Materials from various workshops I have organized and contributed to. Workshop materials are normally sufficiently detailed to serve as stand-alone tutorials. In general the most recent workshop will have the most up-to-date information, but each workshop is slightly different, and the older materials should still contain some useful information.

RADSeq Assembly and Analysis

RADCamp workshops are designed to introduce ipyrad, a unified and self-contained RADSeq assembly and analysis framework, which emphasizes simplicity, performance, and reproducibility. In these workshops we proceed through all the steps necessary to assemble a typical RADSeq dataset. Additionally, we introduce the ipyrad ‘analysis’ API which provides a powerful, simple, and reproducible interface to several widely used methods for inferring phylogenetic relationships, population structure, and admixture.

Model-based inference in Phylogeography from single species to communities

CompPhylo workshops are designed to introduce a myriad of tools for making statistical inference about historical processes using genetic/genomic data. After introducing statistical approaches in model-based inferences, participants are be introduced to inference frameworks that span taxonomic scales from single-species demographic inference, to multi-species comparative analysis, to inference at the scale of the whole community. Participants also get hands on experience using approximate Bayesian computation, supervised machine learning and composite likelihood methods for model comparison.

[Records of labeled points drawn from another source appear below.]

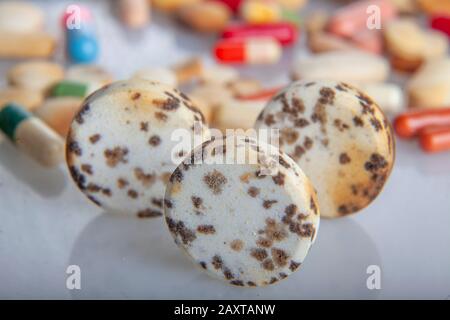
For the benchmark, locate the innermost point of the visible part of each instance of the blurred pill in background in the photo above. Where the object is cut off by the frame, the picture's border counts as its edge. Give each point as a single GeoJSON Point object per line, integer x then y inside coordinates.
{"type": "Point", "coordinates": [209, 16]}
{"type": "Point", "coordinates": [232, 4]}
{"type": "Point", "coordinates": [31, 135]}
{"type": "Point", "coordinates": [58, 112]}
{"type": "Point", "coordinates": [285, 33]}
{"type": "Point", "coordinates": [135, 14]}
{"type": "Point", "coordinates": [67, 88]}
{"type": "Point", "coordinates": [353, 17]}
{"type": "Point", "coordinates": [172, 5]}
{"type": "Point", "coordinates": [260, 11]}
{"type": "Point", "coordinates": [248, 51]}
{"type": "Point", "coordinates": [81, 40]}
{"type": "Point", "coordinates": [441, 23]}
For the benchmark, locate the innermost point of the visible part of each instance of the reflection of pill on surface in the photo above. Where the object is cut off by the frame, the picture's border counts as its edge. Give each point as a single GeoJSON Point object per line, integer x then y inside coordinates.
{"type": "Point", "coordinates": [31, 135]}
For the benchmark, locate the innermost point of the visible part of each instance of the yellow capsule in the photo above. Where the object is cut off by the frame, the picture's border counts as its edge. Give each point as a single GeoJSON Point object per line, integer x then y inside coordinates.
{"type": "Point", "coordinates": [293, 4]}
{"type": "Point", "coordinates": [261, 11]}
{"type": "Point", "coordinates": [172, 5]}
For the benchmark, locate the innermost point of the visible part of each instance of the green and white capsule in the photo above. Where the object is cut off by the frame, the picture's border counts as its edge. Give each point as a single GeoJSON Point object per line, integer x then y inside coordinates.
{"type": "Point", "coordinates": [31, 135]}
{"type": "Point", "coordinates": [70, 89]}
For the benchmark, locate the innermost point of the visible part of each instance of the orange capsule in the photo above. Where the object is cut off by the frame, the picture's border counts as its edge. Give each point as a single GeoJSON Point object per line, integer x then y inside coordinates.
{"type": "Point", "coordinates": [258, 50]}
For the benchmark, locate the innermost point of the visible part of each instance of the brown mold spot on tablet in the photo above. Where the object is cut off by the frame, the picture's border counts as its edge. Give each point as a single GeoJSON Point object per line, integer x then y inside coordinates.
{"type": "Point", "coordinates": [215, 180]}
{"type": "Point", "coordinates": [376, 163]}
{"type": "Point", "coordinates": [177, 176]}
{"type": "Point", "coordinates": [267, 204]}
{"type": "Point", "coordinates": [269, 120]}
{"type": "Point", "coordinates": [299, 151]}
{"type": "Point", "coordinates": [179, 229]}
{"type": "Point", "coordinates": [168, 203]}
{"type": "Point", "coordinates": [74, 147]}
{"type": "Point", "coordinates": [81, 113]}
{"type": "Point", "coordinates": [94, 200]}
{"type": "Point", "coordinates": [274, 231]}
{"type": "Point", "coordinates": [161, 116]}
{"type": "Point", "coordinates": [289, 135]}
{"type": "Point", "coordinates": [340, 125]}
{"type": "Point", "coordinates": [237, 245]}
{"type": "Point", "coordinates": [146, 179]}
{"type": "Point", "coordinates": [144, 126]}
{"type": "Point", "coordinates": [320, 115]}
{"type": "Point", "coordinates": [301, 123]}
{"type": "Point", "coordinates": [206, 229]}
{"type": "Point", "coordinates": [365, 101]}
{"type": "Point", "coordinates": [344, 158]}
{"type": "Point", "coordinates": [298, 104]}
{"type": "Point", "coordinates": [313, 205]}
{"type": "Point", "coordinates": [308, 143]}
{"type": "Point", "coordinates": [93, 188]}
{"type": "Point", "coordinates": [122, 183]}
{"type": "Point", "coordinates": [259, 254]}
{"type": "Point", "coordinates": [358, 122]}
{"type": "Point", "coordinates": [290, 210]}
{"type": "Point", "coordinates": [94, 138]}
{"type": "Point", "coordinates": [294, 265]}
{"type": "Point", "coordinates": [197, 202]}
{"type": "Point", "coordinates": [326, 95]}
{"type": "Point", "coordinates": [253, 192]}
{"type": "Point", "coordinates": [87, 168]}
{"type": "Point", "coordinates": [165, 177]}
{"type": "Point", "coordinates": [78, 177]}
{"type": "Point", "coordinates": [279, 179]}
{"type": "Point", "coordinates": [283, 162]}
{"type": "Point", "coordinates": [376, 124]}
{"type": "Point", "coordinates": [217, 262]}
{"type": "Point", "coordinates": [154, 141]}
{"type": "Point", "coordinates": [149, 213]}
{"type": "Point", "coordinates": [268, 265]}
{"type": "Point", "coordinates": [171, 104]}
{"type": "Point", "coordinates": [280, 257]}
{"type": "Point", "coordinates": [135, 96]}
{"type": "Point", "coordinates": [239, 283]}
{"type": "Point", "coordinates": [116, 156]}
{"type": "Point", "coordinates": [264, 242]}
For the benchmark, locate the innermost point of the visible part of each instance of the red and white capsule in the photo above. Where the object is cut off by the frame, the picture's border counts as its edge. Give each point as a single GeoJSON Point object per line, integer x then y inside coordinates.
{"type": "Point", "coordinates": [285, 33]}
{"type": "Point", "coordinates": [258, 50]}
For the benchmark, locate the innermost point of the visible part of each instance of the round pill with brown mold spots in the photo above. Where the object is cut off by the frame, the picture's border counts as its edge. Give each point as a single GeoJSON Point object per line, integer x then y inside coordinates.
{"type": "Point", "coordinates": [339, 137]}
{"type": "Point", "coordinates": [120, 149]}
{"type": "Point", "coordinates": [243, 211]}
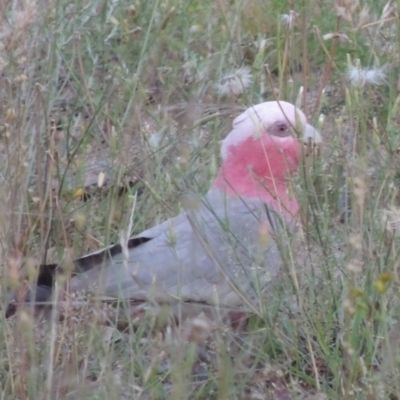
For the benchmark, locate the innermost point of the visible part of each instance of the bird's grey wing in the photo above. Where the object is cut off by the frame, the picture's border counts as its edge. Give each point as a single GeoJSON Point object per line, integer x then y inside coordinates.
{"type": "Point", "coordinates": [211, 254]}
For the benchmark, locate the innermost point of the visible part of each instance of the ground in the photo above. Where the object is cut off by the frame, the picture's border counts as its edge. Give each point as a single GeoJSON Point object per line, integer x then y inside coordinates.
{"type": "Point", "coordinates": [110, 111]}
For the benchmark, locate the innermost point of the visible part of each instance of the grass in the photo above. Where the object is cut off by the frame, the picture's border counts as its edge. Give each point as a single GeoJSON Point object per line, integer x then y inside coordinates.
{"type": "Point", "coordinates": [128, 89]}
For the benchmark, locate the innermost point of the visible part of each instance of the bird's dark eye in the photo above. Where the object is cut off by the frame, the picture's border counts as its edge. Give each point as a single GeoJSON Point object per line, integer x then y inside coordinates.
{"type": "Point", "coordinates": [279, 129]}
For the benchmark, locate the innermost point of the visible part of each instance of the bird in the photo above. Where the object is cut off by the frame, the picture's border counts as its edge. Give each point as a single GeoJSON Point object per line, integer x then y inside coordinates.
{"type": "Point", "coordinates": [224, 250]}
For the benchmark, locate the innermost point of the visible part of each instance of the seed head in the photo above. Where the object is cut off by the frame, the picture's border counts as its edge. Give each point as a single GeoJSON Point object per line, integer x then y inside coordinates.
{"type": "Point", "coordinates": [235, 83]}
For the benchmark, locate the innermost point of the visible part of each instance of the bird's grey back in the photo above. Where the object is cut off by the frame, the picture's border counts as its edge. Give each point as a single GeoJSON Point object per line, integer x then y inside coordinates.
{"type": "Point", "coordinates": [219, 250]}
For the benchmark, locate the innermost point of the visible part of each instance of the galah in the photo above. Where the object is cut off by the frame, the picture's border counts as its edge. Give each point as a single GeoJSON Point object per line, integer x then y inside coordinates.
{"type": "Point", "coordinates": [224, 249]}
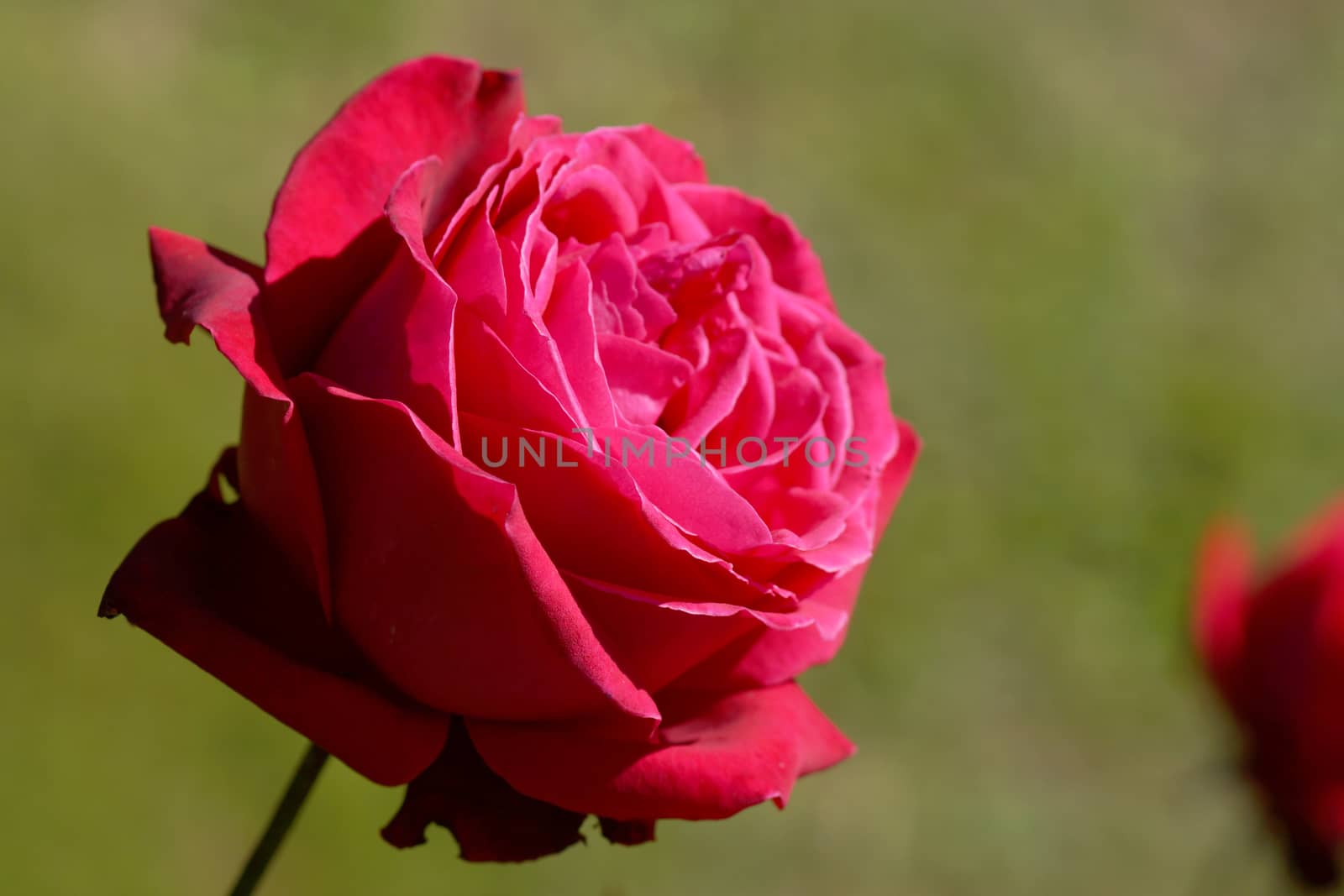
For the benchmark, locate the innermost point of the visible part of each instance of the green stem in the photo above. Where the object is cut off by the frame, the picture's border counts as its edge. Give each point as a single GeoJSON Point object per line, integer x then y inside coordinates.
{"type": "Point", "coordinates": [280, 822]}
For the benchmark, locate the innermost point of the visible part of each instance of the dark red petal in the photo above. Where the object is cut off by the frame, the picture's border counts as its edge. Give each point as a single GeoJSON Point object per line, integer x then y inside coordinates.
{"type": "Point", "coordinates": [491, 821]}
{"type": "Point", "coordinates": [628, 833]}
{"type": "Point", "coordinates": [331, 204]}
{"type": "Point", "coordinates": [721, 754]}
{"type": "Point", "coordinates": [210, 586]}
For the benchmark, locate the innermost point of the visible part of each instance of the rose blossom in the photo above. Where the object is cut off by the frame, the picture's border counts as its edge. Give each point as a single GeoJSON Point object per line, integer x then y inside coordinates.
{"type": "Point", "coordinates": [1274, 649]}
{"type": "Point", "coordinates": [524, 644]}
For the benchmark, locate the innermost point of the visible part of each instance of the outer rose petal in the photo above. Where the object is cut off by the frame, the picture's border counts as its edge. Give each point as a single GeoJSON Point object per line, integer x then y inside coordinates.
{"type": "Point", "coordinates": [331, 203]}
{"type": "Point", "coordinates": [490, 820]}
{"type": "Point", "coordinates": [202, 286]}
{"type": "Point", "coordinates": [721, 754]}
{"type": "Point", "coordinates": [440, 580]}
{"type": "Point", "coordinates": [773, 656]}
{"type": "Point", "coordinates": [210, 586]}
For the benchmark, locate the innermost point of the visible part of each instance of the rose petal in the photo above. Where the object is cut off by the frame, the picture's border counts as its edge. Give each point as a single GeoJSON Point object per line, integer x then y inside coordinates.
{"type": "Point", "coordinates": [202, 286]}
{"type": "Point", "coordinates": [772, 656]}
{"type": "Point", "coordinates": [331, 204]}
{"type": "Point", "coordinates": [727, 210]}
{"type": "Point", "coordinates": [721, 754]}
{"type": "Point", "coordinates": [491, 821]}
{"type": "Point", "coordinates": [440, 580]}
{"type": "Point", "coordinates": [210, 586]}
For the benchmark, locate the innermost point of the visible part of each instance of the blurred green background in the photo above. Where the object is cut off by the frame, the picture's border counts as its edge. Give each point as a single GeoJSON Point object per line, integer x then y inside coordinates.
{"type": "Point", "coordinates": [1099, 242]}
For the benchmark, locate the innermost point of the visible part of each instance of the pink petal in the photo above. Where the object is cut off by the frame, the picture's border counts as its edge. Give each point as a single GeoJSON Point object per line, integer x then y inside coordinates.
{"type": "Point", "coordinates": [440, 580]}
{"type": "Point", "coordinates": [719, 755]}
{"type": "Point", "coordinates": [795, 265]}
{"type": "Point", "coordinates": [326, 235]}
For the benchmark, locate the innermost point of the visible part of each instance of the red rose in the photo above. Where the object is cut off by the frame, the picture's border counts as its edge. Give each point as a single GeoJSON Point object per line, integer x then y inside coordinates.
{"type": "Point", "coordinates": [1274, 649]}
{"type": "Point", "coordinates": [698, 459]}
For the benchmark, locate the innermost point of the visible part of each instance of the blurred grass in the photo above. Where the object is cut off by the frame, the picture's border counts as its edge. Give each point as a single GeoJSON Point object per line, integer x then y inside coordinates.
{"type": "Point", "coordinates": [1099, 242]}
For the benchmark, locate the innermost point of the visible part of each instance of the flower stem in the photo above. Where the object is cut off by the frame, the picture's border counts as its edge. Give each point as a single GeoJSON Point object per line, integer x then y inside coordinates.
{"type": "Point", "coordinates": [280, 822]}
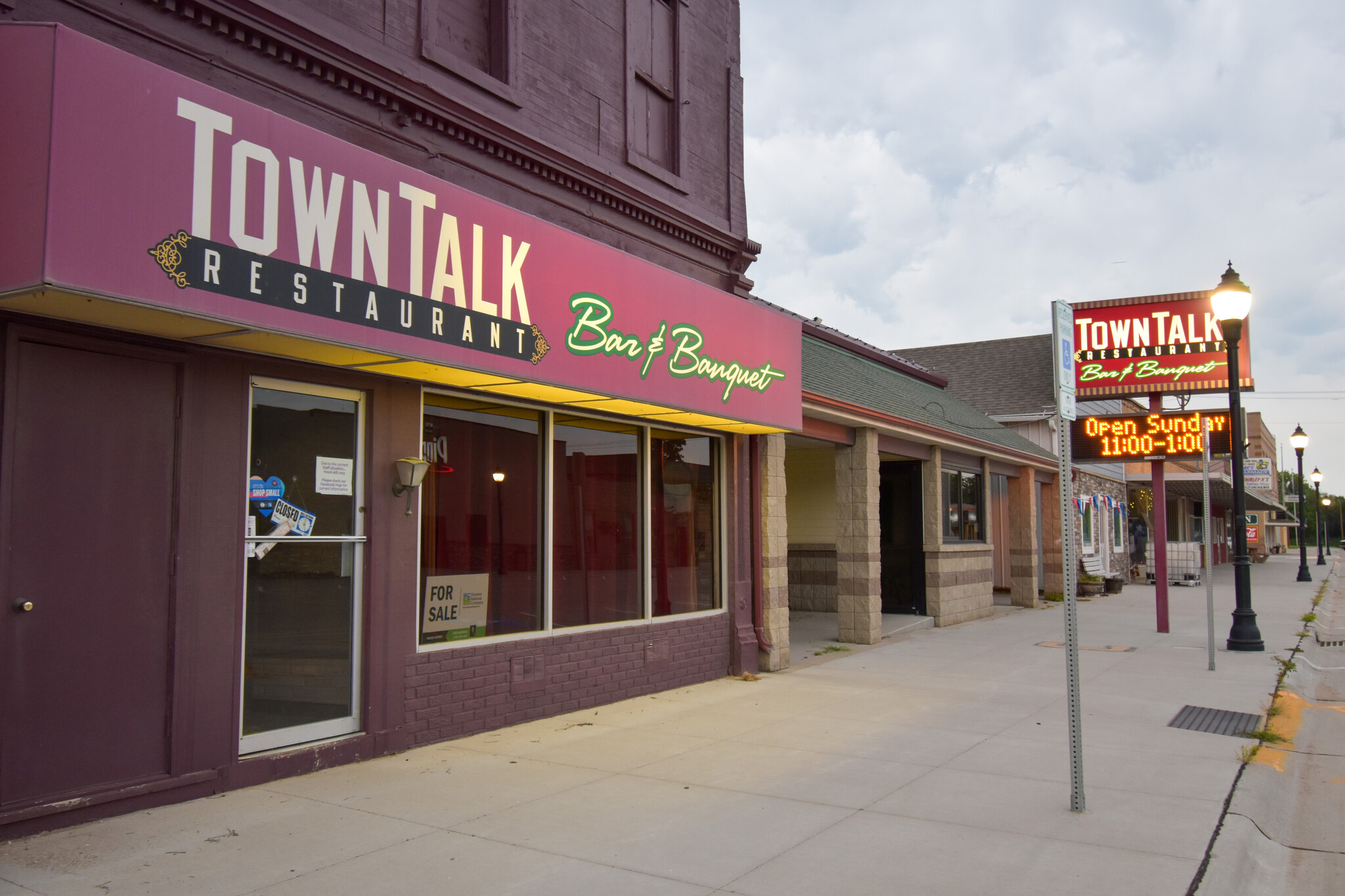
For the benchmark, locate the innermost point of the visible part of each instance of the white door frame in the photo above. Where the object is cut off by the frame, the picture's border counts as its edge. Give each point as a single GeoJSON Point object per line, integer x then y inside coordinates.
{"type": "Point", "coordinates": [347, 725]}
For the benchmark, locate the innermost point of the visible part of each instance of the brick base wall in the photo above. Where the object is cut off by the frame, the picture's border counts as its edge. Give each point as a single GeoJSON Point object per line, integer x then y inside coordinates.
{"type": "Point", "coordinates": [813, 578]}
{"type": "Point", "coordinates": [462, 691]}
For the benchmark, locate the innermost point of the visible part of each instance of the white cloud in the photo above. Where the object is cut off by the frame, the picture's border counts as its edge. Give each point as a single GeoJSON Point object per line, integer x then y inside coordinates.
{"type": "Point", "coordinates": [925, 174]}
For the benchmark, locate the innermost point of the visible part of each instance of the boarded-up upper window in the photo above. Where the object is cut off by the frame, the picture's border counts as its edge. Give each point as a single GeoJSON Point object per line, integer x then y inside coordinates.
{"type": "Point", "coordinates": [470, 38]}
{"type": "Point", "coordinates": [651, 41]}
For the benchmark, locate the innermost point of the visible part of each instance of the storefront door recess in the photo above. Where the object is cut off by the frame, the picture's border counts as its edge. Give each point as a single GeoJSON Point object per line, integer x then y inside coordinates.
{"type": "Point", "coordinates": [902, 540]}
{"type": "Point", "coordinates": [304, 555]}
{"type": "Point", "coordinates": [88, 488]}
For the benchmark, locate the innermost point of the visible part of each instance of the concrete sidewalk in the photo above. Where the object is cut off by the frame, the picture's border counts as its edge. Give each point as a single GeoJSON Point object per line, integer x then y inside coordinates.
{"type": "Point", "coordinates": [934, 763]}
{"type": "Point", "coordinates": [1285, 829]}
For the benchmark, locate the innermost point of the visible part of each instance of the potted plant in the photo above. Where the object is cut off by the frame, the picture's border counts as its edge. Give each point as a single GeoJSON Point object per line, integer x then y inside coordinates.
{"type": "Point", "coordinates": [1090, 585]}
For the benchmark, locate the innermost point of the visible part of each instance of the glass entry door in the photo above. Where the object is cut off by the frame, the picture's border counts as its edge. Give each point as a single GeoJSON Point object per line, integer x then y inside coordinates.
{"type": "Point", "coordinates": [304, 553]}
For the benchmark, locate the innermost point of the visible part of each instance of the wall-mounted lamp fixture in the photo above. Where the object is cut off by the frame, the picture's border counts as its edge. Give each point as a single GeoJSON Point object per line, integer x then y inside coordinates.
{"type": "Point", "coordinates": [410, 471]}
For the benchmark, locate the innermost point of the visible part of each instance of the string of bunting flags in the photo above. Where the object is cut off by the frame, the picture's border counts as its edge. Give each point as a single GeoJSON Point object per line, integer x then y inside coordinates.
{"type": "Point", "coordinates": [1099, 501]}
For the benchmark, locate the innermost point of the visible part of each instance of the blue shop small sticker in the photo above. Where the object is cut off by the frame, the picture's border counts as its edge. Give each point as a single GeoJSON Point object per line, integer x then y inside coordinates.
{"type": "Point", "coordinates": [265, 492]}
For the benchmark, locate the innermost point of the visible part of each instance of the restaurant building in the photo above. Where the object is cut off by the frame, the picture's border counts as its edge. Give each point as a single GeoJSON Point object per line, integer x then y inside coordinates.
{"type": "Point", "coordinates": [374, 373]}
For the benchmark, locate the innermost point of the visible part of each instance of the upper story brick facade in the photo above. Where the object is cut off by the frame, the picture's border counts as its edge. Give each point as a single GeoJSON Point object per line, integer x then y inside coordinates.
{"type": "Point", "coordinates": [621, 120]}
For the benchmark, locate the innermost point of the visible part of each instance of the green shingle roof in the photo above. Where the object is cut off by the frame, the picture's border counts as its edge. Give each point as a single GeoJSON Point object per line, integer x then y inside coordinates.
{"type": "Point", "coordinates": [845, 377]}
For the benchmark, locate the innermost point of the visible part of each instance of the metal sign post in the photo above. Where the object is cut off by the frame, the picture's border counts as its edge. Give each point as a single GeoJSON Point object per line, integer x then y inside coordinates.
{"type": "Point", "coordinates": [1210, 559]}
{"type": "Point", "coordinates": [1064, 356]}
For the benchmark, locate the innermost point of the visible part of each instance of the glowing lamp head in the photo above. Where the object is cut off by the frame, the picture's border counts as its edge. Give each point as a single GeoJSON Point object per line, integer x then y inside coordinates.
{"type": "Point", "coordinates": [1231, 300]}
{"type": "Point", "coordinates": [1298, 440]}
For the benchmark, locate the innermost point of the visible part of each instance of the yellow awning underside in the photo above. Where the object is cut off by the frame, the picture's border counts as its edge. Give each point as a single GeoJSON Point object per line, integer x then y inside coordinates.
{"type": "Point", "coordinates": [154, 322]}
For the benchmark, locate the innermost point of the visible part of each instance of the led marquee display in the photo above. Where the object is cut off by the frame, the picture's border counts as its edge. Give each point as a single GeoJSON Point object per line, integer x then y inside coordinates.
{"type": "Point", "coordinates": [1149, 437]}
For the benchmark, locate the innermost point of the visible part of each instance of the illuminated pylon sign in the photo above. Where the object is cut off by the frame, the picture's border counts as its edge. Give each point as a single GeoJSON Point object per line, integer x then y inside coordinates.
{"type": "Point", "coordinates": [1147, 437]}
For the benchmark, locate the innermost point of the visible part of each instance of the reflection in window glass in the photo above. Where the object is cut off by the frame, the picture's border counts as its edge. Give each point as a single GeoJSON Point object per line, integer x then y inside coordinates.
{"type": "Point", "coordinates": [962, 507]}
{"type": "Point", "coordinates": [596, 523]}
{"type": "Point", "coordinates": [682, 523]}
{"type": "Point", "coordinates": [299, 621]}
{"type": "Point", "coordinates": [481, 521]}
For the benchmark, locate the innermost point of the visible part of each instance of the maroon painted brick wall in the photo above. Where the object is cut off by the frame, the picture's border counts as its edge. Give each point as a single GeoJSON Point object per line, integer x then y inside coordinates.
{"type": "Point", "coordinates": [460, 691]}
{"type": "Point", "coordinates": [355, 69]}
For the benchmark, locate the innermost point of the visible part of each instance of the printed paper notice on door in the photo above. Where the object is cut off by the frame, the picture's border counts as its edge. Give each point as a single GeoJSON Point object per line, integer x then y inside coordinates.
{"type": "Point", "coordinates": [335, 476]}
{"type": "Point", "coordinates": [455, 608]}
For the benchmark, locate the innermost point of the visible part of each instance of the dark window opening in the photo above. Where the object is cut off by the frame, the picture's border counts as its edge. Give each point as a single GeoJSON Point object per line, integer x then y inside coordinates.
{"type": "Point", "coordinates": [962, 507]}
{"type": "Point", "coordinates": [654, 96]}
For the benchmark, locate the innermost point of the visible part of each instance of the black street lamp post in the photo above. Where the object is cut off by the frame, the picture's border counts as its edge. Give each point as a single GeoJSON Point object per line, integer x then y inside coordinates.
{"type": "Point", "coordinates": [1231, 303]}
{"type": "Point", "coordinates": [1317, 484]}
{"type": "Point", "coordinates": [1300, 441]}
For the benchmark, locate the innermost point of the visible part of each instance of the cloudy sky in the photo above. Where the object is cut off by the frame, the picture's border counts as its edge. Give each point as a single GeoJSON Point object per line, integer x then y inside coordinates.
{"type": "Point", "coordinates": [939, 172]}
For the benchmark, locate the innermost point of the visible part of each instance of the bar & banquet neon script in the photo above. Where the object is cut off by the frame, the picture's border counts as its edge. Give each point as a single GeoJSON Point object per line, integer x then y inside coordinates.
{"type": "Point", "coordinates": [1149, 437]}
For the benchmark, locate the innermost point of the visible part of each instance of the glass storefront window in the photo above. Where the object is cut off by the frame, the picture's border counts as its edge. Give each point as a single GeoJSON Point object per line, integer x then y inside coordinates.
{"type": "Point", "coordinates": [481, 521]}
{"type": "Point", "coordinates": [596, 519]}
{"type": "Point", "coordinates": [631, 522]}
{"type": "Point", "coordinates": [962, 507]}
{"type": "Point", "coordinates": [682, 523]}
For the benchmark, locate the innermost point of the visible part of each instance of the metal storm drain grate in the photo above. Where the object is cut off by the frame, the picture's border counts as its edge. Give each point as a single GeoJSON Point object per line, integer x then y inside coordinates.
{"type": "Point", "coordinates": [1215, 721]}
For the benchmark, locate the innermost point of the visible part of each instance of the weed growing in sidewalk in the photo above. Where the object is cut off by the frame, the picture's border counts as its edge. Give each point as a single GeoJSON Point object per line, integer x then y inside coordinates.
{"type": "Point", "coordinates": [1266, 736]}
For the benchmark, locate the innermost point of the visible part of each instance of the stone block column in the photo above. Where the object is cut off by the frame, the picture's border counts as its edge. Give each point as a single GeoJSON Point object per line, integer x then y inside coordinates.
{"type": "Point", "coordinates": [775, 555]}
{"type": "Point", "coordinates": [1023, 539]}
{"type": "Point", "coordinates": [1052, 555]}
{"type": "Point", "coordinates": [931, 486]}
{"type": "Point", "coordinates": [858, 553]}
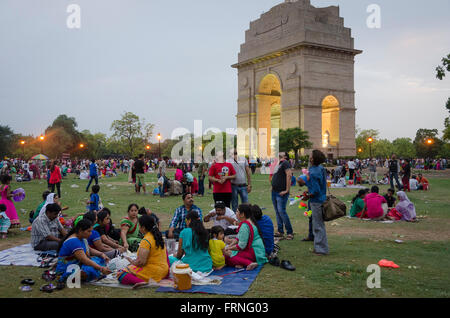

  • CompPhylo Mexico City (2023; ½ Day; SSB Standalone Meeting; UNAM, Mexico City, Mexico)
  • Phylogeographic Temporal Analysis (PTA): Model based comparative phylogeography with machine learning
  • CompPhylo Oslo (2019; 5 Day; University of Oslo)

Multidimensional Biodiversity Data Analysis & Process-Based Modelling

This is a two-part workshop aimed at rapidly bringing participants to a high level of proficiency in the management and analysis of multidimensional biodiversity data. Part I serves as an introduction to data management and visualization, and serves as a crash course in the data methods that will be necessary to participate in Part II, which focuses on analyzing biodiversity data using process-based models and machine learning.

Multidimensional biodiversity data: management and analysis
Biodiversity researchers must work with an array of data types, including community composition and abundance information, trait, phylogenetic and genetic data. Traditionally, studies in ecology and evolution have worked with only one or a few of these data types. To successfully advance the study of biodiversity across different levels of organization, biodiversity scientists are nonetheless finding the need to integrate multiple of these disparate data types into the same analytical workflow. This workshop will promote learning in the use of multidimensional data streams, gathering biodiversity scientists and students from different sub-disciplines to help facilitate integrative, cross-specialization research.

Goals of the Workshop: This two-day workshop will introduce different data types used by biodiversity scientists in an integrative framework. We will cover common approaches for working with abundance, trait, phylogenetic, and genetic data separately, and proceed to methods for working with multiple dimensions of biodiversity data simultaneously. Finally, we will explore motivations and platforms for archiving, sharing, and accessing multidimensional biodiversity datasets as part of the wider scientific community (e.g. GEOME).

Process-based modeling and statistical inference
Process-based models are a powerful framework for generating theoretical expectations and exploring hypothetical scenarios that can then be linked directly to multidimensional biodiversity data streams (e.g. joint data on genetic and species diversity) for hypothesis testing and statistical inference. While several excellent simulation modeling platforms have been developed in recent years, these models can be technically sophisticated and difficult to work with for new users. This workshop will provide an introduction to a process-modeling approach and hands-on experience working through a complete workflow, using a user-friendly process model implemented in R: the Rules of Life Engine (RoLE) model. RoLE is a process-based eco-evolutionary simulation model which incorporates all relevant biodiversity processes (drift, migration, selection, speciation) and makes joint predictions of multiple dimensions of biodiversity data.

Goals of the Workshop: This two-day workshop will provide an introduction to process based modeling using the RoLE model. We will cover the philosophy and motivation behind process modeling, the use of simulation models to explore hypotheses and develop theoretical intuition, and statistical methods for using empirical data to test the hypotheses generated through process modeling.